I can totally relate to Sue’s rollercoaster ride of a day. The mundane errands we used to run without a thought (other than, perhaps, a grumbly one) have become big events in our isolated lives.
A day of contrasts by
Sue Robin, Los Angeles, California
Today was an oddity amidst the days of staying inside. There were tax papers that needed to be delivered, a puzzle to drop at Roberta’s and a return to take to the UPS store. We left with masks and wipes and for me, a bit of trepidation. At the UPS store, I slipped my mask on and was able to walk in without meeting anyone else. Roberta’s was easy, as she came to the curb to collect the puzzle and give us another. Then we headed out to the accountant’s office.
It was a miracle in itself. A freeway drive in Los Angeles with just a few other cars on the road. A block from the CPA’s office, I spotted a Trader Joe’s. Out of curiosity, we pulled into the lot to see how long the line was and much to our surprise, there was no line. We decided to adorn ourselves with our fancy masks and pick up a few things. It was the first in-person shopping experience for me in two months. Well-organized, with arrows and tape every six feet, workers all masked and behind plexiglass barriers. It seemed that the workers were being cared for and the customers as well. We headed back to the car with our groceries and as I entered the car and moved my mask down, I suddenly realized that my left hearing aid was not where it was supposed to be.
One minute I am gleeful about feeling safe in the store and the next in a panic. We put the masks back on and retraced our steps. To no avail. I left my name and number with the manager. We headed back to the UPS store. Also no luck, and I again left my info. Home with the groceries and a thorough search of the car, my purse and the house. Putting on the mask and glasses can be tricky as the ties sometimes catch the hearing aid and dislodge it.

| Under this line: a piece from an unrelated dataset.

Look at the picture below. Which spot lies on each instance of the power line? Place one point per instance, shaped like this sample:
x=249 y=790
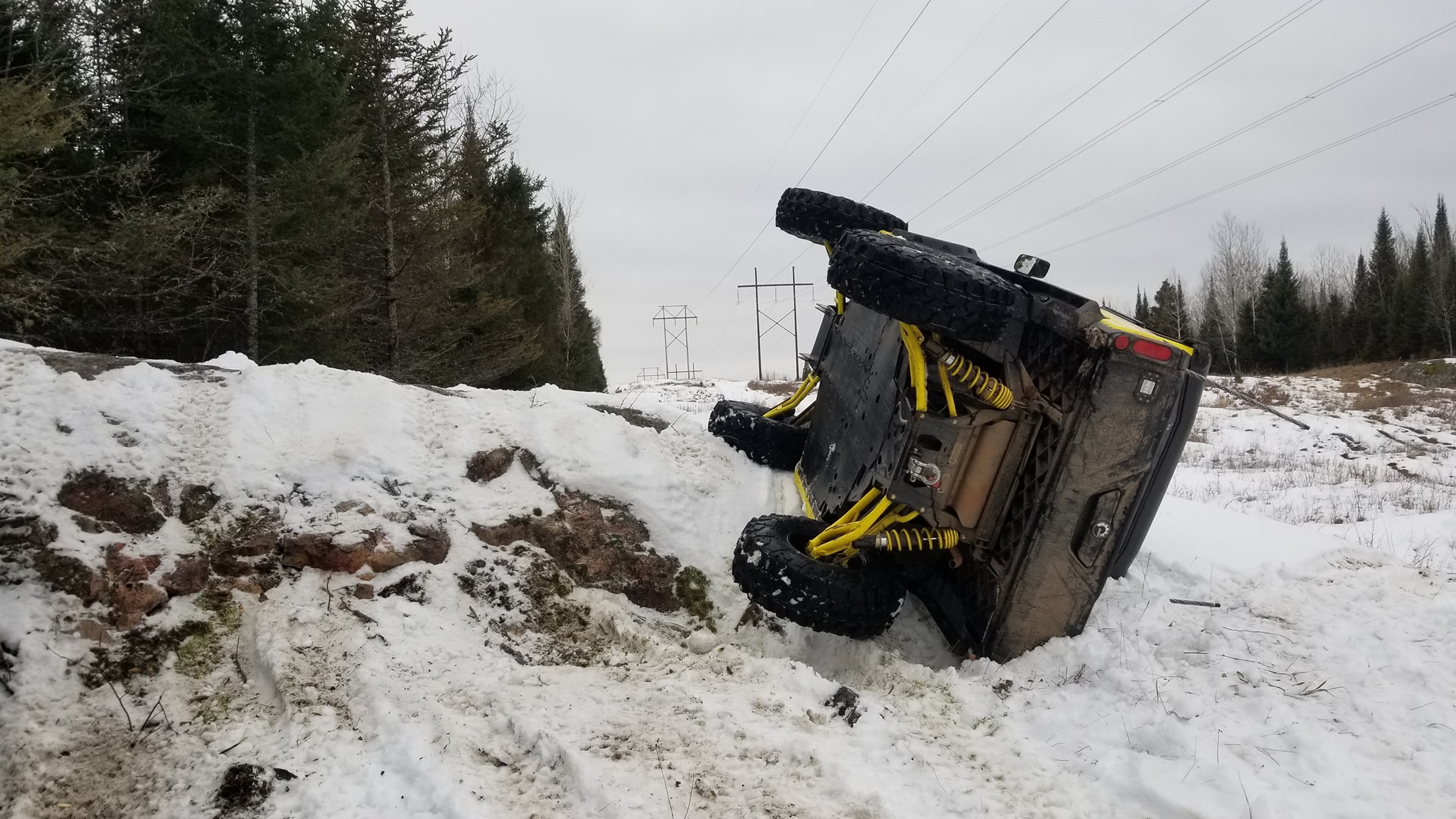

After searching fruitlessly, I felt a bit despondent, imagining my savings account shrinking rather quickly. I went out on the lower deck again, looking up to see if it had fallen from the upper deck through the crack and gotten stuck. Long shot, but I needed to check out any possible hiding place before I plunked down another $1000. Then I felt around my clothing one more time. I let out a whoop—the tiny hearing aid had found its way to the bottom of a rather flat pocket, not the kind that would invite an object to slip into it. I was ecstatic.
So many simple pleasures to appreciate today. This was a day to find joy in some ordinary tasks and the pleasure of locating a lost item, all while giving thanks for our good health and prayers to those who have lost their lives, their health and their jobs.